'Of Course They Have No Money': Kasatkina Slams WTA Over Weird Rule

'Of Course They Have No Money': Kasatkina Slams WTA Over Weird Rule

by Kadir Macar

Daria Kasatkina is one outspoken tennis player as the Russian doesn't mind sharing her opinion even on controversial matters.

The Russian demonstrated it in many ways and quite recently too. She voiced her opinion on Saudi Arabia entering tennis by clearly stating that she doesn't care for money as much as some others do, which garnered some criticism from Nick Kyrgios, who publicly backed the move because of the money influx.

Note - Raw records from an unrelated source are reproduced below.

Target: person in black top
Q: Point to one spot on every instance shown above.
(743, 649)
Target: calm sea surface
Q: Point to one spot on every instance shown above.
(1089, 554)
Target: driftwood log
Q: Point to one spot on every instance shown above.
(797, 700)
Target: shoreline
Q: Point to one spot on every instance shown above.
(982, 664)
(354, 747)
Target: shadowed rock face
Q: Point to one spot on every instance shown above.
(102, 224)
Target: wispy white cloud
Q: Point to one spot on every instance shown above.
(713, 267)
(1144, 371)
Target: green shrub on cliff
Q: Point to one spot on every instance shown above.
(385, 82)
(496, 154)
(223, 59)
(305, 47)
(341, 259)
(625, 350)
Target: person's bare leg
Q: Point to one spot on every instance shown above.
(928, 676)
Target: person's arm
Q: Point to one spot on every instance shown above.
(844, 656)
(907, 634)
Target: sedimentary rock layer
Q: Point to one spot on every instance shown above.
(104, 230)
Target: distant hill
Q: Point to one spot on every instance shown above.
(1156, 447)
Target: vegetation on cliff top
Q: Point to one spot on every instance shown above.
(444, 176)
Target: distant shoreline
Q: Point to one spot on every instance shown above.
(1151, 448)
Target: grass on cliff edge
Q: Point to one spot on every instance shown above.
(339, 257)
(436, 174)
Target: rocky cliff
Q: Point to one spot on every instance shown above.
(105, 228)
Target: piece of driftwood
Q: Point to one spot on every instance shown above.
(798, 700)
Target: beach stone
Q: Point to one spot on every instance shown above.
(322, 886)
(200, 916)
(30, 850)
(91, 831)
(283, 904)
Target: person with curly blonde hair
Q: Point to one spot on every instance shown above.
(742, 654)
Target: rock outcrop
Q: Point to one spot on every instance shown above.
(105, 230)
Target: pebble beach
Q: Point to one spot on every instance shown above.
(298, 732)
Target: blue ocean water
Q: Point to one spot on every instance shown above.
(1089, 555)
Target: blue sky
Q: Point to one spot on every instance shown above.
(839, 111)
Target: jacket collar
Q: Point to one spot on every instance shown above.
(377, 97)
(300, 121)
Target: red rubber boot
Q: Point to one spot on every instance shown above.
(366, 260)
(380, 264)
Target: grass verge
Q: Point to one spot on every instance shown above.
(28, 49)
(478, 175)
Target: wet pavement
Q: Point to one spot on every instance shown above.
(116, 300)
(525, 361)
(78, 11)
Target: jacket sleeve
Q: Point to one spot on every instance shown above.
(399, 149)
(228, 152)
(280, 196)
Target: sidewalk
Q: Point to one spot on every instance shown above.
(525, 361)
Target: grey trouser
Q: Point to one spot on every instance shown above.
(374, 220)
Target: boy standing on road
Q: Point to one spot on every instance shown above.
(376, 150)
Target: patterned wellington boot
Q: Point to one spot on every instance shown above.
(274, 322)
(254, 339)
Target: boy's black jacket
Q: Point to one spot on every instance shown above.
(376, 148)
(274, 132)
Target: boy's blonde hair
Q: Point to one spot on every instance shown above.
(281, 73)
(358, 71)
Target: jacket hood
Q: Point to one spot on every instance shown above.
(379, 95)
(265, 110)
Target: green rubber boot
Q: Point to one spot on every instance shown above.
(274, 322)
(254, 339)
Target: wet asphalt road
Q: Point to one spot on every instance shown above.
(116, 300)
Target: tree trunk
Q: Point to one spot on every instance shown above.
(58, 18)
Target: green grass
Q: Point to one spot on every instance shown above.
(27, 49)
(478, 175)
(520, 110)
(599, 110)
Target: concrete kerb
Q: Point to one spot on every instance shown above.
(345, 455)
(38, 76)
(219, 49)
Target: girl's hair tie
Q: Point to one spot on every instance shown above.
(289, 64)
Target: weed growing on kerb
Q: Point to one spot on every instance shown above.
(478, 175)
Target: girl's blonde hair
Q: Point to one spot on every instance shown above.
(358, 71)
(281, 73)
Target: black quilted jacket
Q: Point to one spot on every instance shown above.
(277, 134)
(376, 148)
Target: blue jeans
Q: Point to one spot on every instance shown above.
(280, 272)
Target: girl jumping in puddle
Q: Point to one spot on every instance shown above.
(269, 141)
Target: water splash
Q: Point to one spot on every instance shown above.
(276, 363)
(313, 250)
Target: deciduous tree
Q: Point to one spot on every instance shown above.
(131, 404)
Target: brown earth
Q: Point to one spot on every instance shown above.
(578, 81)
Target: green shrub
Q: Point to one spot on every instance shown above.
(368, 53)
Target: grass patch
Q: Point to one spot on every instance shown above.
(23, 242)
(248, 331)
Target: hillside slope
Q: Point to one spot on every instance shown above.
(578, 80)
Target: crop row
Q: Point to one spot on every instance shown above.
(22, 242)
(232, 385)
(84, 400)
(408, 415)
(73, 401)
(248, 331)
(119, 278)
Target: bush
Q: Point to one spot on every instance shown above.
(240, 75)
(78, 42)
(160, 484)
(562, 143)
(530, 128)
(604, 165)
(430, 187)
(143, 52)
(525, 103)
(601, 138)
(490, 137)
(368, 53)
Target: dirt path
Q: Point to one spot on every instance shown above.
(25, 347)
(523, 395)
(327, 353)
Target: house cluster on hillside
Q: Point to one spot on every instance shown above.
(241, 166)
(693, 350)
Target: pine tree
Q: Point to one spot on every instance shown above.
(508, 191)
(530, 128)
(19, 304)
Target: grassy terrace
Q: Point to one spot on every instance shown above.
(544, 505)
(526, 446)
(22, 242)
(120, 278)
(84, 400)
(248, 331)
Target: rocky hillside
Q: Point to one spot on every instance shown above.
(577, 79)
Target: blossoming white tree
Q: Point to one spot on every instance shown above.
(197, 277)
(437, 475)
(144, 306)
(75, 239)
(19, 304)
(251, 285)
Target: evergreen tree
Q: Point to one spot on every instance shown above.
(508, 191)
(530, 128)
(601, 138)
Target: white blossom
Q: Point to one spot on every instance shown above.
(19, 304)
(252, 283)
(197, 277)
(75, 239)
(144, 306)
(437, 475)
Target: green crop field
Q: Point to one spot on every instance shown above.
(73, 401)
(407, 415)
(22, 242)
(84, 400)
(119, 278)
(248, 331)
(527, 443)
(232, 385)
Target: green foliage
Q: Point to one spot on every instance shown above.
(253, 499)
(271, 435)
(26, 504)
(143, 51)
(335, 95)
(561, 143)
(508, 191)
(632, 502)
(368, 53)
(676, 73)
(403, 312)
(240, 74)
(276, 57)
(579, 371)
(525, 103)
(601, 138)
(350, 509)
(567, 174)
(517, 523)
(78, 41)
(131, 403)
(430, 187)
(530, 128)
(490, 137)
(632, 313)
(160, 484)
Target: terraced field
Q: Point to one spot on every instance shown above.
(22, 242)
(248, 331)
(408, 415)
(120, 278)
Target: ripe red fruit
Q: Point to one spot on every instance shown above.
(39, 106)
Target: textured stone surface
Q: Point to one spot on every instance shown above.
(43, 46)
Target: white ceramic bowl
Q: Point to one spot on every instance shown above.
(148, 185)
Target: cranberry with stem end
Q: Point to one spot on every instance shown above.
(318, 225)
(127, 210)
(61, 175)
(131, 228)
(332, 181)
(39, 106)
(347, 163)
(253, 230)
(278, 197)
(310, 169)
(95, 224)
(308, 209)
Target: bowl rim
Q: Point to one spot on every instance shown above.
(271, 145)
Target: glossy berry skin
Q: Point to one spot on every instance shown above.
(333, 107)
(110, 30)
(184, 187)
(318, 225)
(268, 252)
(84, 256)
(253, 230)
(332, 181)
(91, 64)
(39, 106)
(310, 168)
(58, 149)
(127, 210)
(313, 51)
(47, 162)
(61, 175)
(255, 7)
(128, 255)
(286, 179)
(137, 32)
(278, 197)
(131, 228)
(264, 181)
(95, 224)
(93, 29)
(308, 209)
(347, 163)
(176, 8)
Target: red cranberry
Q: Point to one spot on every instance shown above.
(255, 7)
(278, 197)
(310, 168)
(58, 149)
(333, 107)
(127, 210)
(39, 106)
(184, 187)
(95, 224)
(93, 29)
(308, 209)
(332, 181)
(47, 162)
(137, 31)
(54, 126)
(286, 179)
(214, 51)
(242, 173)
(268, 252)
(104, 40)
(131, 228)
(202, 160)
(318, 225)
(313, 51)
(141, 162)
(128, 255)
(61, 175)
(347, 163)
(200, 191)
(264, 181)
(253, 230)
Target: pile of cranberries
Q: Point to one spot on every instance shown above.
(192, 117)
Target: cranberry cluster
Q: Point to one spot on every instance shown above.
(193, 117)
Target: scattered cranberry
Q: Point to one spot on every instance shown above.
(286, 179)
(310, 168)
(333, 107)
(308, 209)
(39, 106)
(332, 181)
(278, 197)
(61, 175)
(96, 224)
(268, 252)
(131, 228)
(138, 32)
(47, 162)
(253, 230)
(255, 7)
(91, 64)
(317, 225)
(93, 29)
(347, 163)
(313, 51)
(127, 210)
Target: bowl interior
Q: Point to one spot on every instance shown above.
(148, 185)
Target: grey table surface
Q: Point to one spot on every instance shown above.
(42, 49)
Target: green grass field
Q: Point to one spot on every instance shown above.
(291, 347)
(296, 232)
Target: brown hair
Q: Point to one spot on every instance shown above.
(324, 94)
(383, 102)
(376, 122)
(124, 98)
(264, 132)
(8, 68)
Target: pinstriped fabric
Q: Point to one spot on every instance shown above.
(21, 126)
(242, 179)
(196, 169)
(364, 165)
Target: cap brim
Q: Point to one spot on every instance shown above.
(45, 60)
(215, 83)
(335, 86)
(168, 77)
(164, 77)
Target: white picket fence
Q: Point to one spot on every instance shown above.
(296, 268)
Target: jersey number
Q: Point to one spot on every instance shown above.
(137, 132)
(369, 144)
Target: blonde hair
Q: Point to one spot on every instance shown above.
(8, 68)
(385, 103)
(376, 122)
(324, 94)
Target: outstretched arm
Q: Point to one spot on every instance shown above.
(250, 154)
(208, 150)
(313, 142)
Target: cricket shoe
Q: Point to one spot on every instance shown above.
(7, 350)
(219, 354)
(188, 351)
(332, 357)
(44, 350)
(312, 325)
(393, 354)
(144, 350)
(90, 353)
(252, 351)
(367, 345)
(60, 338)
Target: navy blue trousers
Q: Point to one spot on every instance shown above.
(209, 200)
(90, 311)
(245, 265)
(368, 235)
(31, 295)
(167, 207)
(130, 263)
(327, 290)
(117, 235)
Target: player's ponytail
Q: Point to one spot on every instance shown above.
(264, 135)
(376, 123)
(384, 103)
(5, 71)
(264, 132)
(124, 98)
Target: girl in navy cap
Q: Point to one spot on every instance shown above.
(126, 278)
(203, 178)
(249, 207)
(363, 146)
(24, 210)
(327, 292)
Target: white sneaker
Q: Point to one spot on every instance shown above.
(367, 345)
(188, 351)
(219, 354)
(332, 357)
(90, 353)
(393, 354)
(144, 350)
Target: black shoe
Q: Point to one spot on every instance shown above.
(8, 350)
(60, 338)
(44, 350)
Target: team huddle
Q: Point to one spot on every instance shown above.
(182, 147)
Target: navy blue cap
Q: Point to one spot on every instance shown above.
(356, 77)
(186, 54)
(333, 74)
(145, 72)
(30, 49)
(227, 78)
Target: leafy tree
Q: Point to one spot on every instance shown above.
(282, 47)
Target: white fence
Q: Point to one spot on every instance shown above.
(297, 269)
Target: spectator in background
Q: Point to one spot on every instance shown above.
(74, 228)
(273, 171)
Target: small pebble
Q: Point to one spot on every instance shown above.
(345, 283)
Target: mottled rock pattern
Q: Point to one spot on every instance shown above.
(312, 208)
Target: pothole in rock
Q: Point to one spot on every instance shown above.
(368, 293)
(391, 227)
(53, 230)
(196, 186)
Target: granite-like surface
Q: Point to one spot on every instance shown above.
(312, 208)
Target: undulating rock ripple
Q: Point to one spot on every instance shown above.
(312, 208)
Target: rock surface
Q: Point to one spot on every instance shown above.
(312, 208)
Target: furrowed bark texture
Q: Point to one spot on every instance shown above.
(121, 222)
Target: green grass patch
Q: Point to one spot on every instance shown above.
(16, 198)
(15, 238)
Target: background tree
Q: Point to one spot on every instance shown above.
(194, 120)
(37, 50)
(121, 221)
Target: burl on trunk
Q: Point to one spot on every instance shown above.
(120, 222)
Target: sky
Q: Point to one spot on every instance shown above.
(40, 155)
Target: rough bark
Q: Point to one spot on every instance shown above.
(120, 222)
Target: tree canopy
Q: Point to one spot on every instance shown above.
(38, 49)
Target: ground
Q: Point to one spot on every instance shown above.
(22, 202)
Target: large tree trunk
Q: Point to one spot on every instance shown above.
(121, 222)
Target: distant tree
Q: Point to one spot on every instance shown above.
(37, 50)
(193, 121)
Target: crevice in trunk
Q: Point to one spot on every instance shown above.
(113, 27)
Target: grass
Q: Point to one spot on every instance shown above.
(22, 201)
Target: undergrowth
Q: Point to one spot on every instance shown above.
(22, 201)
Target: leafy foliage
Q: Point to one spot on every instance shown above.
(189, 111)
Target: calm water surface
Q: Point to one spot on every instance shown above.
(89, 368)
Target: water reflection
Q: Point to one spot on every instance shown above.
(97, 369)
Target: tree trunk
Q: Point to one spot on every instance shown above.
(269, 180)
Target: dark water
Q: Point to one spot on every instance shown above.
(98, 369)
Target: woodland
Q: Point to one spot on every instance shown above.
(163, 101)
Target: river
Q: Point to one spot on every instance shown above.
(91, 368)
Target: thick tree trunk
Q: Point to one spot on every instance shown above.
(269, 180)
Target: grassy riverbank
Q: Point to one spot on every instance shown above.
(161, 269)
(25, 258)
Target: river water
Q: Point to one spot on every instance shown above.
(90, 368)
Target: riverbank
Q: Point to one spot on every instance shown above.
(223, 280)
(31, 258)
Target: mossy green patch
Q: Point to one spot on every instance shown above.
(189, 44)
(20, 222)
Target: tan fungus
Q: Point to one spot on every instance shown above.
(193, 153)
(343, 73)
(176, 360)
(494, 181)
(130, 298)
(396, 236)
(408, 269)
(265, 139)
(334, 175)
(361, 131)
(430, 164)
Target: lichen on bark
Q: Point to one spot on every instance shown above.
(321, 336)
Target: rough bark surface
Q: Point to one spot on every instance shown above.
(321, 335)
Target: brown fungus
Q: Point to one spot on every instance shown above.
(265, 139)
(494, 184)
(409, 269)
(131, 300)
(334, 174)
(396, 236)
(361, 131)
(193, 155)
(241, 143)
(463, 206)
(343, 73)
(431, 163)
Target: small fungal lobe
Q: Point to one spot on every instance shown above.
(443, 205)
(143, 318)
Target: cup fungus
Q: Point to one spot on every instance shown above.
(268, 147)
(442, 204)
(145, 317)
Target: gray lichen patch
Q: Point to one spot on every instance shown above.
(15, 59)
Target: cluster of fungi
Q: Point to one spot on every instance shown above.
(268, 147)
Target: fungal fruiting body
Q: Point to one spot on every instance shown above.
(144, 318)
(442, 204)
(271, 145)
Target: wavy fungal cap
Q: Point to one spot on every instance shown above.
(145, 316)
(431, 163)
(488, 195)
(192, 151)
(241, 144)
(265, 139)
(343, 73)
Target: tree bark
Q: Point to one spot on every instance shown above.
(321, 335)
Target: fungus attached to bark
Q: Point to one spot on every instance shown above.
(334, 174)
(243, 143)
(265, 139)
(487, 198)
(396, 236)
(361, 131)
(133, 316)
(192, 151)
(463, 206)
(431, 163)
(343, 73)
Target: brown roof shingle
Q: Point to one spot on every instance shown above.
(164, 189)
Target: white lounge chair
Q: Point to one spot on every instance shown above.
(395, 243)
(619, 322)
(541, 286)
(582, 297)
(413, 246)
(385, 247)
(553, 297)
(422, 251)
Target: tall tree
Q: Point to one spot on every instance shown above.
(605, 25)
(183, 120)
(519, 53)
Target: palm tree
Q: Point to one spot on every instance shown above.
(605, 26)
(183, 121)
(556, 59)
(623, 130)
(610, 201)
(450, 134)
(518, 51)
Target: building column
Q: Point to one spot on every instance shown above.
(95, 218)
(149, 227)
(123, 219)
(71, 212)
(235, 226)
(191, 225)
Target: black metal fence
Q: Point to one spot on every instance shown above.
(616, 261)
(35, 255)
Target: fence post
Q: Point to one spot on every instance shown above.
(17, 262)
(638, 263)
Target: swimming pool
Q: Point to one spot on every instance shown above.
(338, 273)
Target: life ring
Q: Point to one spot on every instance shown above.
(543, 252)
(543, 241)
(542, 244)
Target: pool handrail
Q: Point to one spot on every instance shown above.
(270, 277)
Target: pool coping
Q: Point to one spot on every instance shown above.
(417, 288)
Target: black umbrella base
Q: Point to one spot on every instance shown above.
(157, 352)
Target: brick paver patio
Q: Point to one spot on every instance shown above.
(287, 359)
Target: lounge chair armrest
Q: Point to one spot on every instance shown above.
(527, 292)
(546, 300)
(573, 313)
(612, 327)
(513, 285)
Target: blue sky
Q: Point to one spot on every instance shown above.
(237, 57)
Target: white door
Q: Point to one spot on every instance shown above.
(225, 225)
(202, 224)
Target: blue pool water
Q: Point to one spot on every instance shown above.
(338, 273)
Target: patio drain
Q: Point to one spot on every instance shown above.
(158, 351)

She's also been quite vocal in her opposition to the Russian invasion of Ukraine, even accepting the Wimbledon ban as opposed to most of her countrymen who tried to fight it or contest it. She has now voiced her thoughts on some other things regarding the WTA, criticizing some of their moves.

Speaking in a Youtube episode of her girlfriend, Kasatkina, who was in Palermo this week competing at the Ladies Open there, blasted the WTA's policy of having only one Top 10 player playing in the lowest tier of events (250s), in only two tournaments per year.

Here at WTA 250 top 10 players are not allowed at all. There are very strict rules about how many WTA 250 top 10 players can play. That's why it is very difficult for these tournaments to survive. I just don't understand these stupid rules. They are only in WTA, not in ATP. In WTA, forbidden to play WTA 250 for the top 10, only 2 per year, maximum.

I don't understand how do these tournaments make money if they can't invite any top famous players. So they say that 250 category tournaments have no money. Of course, they have no money, they can't generate it. They don't help them.

Kasatkina has a fair point though the other side of that is that most top players wouldn't even want to play too many of those events. It's certainly not ideal for those events that struggle to operate on a profit because the more profit they generate, the more will come back to the players.

It's part of the wider prize money debate, something which isn't feasible for most events that barely operate at a profit, especially on the WTA Tour.